Machine learning (ML) is a paradigm shift across many sectors because it proposes the automatic construction of artificially intelligent systems that are human-like in ability to perform and adapt. It has already made well-publicized breakthroughs in transforming massive amounts of unstructured data into commercially-relevant products and services. Accordingly, the major internet giants have made recent acquisitions and investments in this space as they expand their capacity in AI. A recent study by Bloomberg Beta estimated over 2,500 startup companies also working in AI and ML. This course will begin by introducing the core principles of machine learning. It will then focus on Deep Learning: techniques that learn multiple layers of representation. It will review core approaches for supervised learning: deep neural networks, backpropagation, and optimization methods. It will also review unsupervised learning techniques, including recent advances in deep generative models.

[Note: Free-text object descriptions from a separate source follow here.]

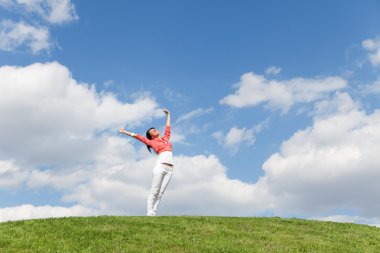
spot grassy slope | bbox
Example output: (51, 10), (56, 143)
(0, 216), (379, 252)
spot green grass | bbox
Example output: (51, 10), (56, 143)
(0, 216), (379, 252)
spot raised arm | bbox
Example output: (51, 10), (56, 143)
(162, 108), (171, 141)
(163, 108), (170, 127)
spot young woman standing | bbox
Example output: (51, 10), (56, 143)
(119, 108), (173, 216)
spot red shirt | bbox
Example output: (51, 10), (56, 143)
(134, 126), (173, 154)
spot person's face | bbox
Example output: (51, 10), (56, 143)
(149, 128), (159, 138)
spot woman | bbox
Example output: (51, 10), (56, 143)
(119, 108), (173, 216)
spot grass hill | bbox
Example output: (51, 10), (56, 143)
(0, 216), (379, 252)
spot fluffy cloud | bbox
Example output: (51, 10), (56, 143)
(0, 20), (50, 53)
(0, 62), (161, 167)
(1, 142), (264, 218)
(0, 0), (77, 53)
(0, 61), (164, 220)
(0, 160), (30, 188)
(361, 79), (380, 94)
(41, 0), (78, 24)
(362, 38), (380, 67)
(0, 204), (97, 222)
(314, 215), (380, 227)
(0, 153), (264, 220)
(257, 92), (380, 218)
(220, 72), (347, 113)
(60, 154), (262, 216)
(0, 0), (78, 24)
(213, 127), (255, 154)
(164, 155), (260, 216)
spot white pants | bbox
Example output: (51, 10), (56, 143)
(147, 163), (173, 216)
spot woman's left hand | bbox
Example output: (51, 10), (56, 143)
(163, 108), (170, 115)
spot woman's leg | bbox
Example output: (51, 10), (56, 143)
(153, 164), (173, 214)
(147, 164), (165, 216)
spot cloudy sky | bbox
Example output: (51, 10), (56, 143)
(0, 0), (380, 226)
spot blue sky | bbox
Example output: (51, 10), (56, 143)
(0, 0), (380, 225)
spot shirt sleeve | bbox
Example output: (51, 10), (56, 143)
(163, 126), (170, 141)
(134, 134), (153, 146)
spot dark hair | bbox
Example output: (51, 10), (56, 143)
(145, 127), (155, 153)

A central challenge in automated visual reasoning is that of untangling the many factors of variation that explain an image or video: both nuisance factors (e.g. lighting, scale, camera angle) and variables of interest (e.g. person or object identity). Historically, practitioners relied on an engineered feature extraction pipeline, usually containing multiple stages of processing combined with simple machine learning techniques. Recently, Deep Learning methods have transformed the field producing winning entries to myriad competitions as well as industrial applications. This course will review the foundations of Deep Learning applied to vision including contemporary convolutional network architectures. Leading experts in the field will discuss the most relevant application areas, including object detection, structured prediction, large-scale classification and hardware acceleration, video, multi-modal and multi-task learning, and regression methods for localization. The course will also highlight the most frequently used practical development libraries and tools.
Applications of Natural Language Processing (NLP) systems are everywhere: web search, translation services, and recommender systems, are only a few examples. Understanding language is not just the core to so many products and services, it is a critical component of building strong AI systems. NLP is one area which has been deeply affected by the recent advances in Deep Learning. This course will review NLP fundamentals as well as cutting-edge models fueled by DL. Topics include word embeddings, recurrent neural network models, encoder-decoder architectures, attention models, architectures with external memories, and multimodal learning, including image and video captioning systems.
This course explores practical aspects of Machine Learning in industrial settings. It will explore the interaction between software and hardware, specifically Graphics Processing Units (GPUs) and other hardware accelerators which have been critical to scaling up ML. It will cover best practices for ML developers, such as model search, debugging, and visualization. Short and long-term ethics and implications of strong AI will form a key discussion point. Machine Learning Systems have a larger system-level complexity than traditional software-based systems and thus have the potential to incur massive ongoing maintenance costs. The course will also explore the challenges and best practices of building and deploying large-scale ML systems.
Mara does empirical research in the areas of Industrial Organization and Organizational Economics. At a broad level, Mara studies how companies compete and how they organize themselves for competitive advantage. She is best known for her research on loyalty programs and vertical integration. Much of her work has been focused on the airline industry and she is recognized as an expert in this area. Her work has been published in the American Economic Review, the RAND Journal of Economics and the Review of Economics and Statistics, among others. On the teaching side, Mara delivers courses on strategy, data analytics, and business problem-solving in Rotman’s MBA and Executive Education programs.
Joelle Pineau is a William Dawson Scholar and Associate Professor in the School of Computer Science at McGill University. Dr. Pineau’s research focuses on developing new models and algorithms that allow computers to learn to make good decisions in complex real-world domains, even in circumstances where there is incomplete or incorrect information. She also works on applying these algorithms to problems in robotics and health care. Dr. Pineau is a Senior Fellow of the Canadian Institute for Advanced Research, and a Member of the College of New Scholars, Artists and Scientists in the Royal Society of Canada.